You have a spec, that says what the code _should_ do. This is independent of
the code; there can be many ways to write the code to match a given spec.

You have a proof, that says what the code _does_ do. This is intimately tied
to the code, and with the right languages and tools can _be_ the code.

You verify that you built it right, by seeing that they match.

This is abstraction, the basic interface/implementation distinction; the spec
is an interface and the code+proof is an implementation.

------
pnathan
I spent some time studying this kernel in a graduate class a year or two ago.

Basically the kernel was implemented in subsets of C and subsets of Haskell,
and a 1:1 mapping between C and Haskell was proved. The Haskell code was
formally proved to match certain properties in the prover.

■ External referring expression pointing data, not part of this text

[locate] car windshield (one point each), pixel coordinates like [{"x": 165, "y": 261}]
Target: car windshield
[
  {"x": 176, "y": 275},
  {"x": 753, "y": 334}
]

One of the key innovations in the seL4 project is a formal treatment of
properties regarding memory allocation and usage. That is to say, they were
able to write proofs about malloc using only static analysis (just looking at
the code, not running it), which was something that's been pretty out-of-reach
to that point. Of course, there are limitations to the C code.

So, the seL4 microkernel is provably immune to certain classes of bugs. That's
basically the big deal.

If I was looking for a secure kernel, seL4 would be a good starting point to
look at, IMO.

------
madhouse
Sadly, mathematically proving that it does what the spec says does not
necessarily mean that it's not vulnerable. The spec can be wrong too. Or the
compiler. Or both.

Nevertheless, it's very interesting.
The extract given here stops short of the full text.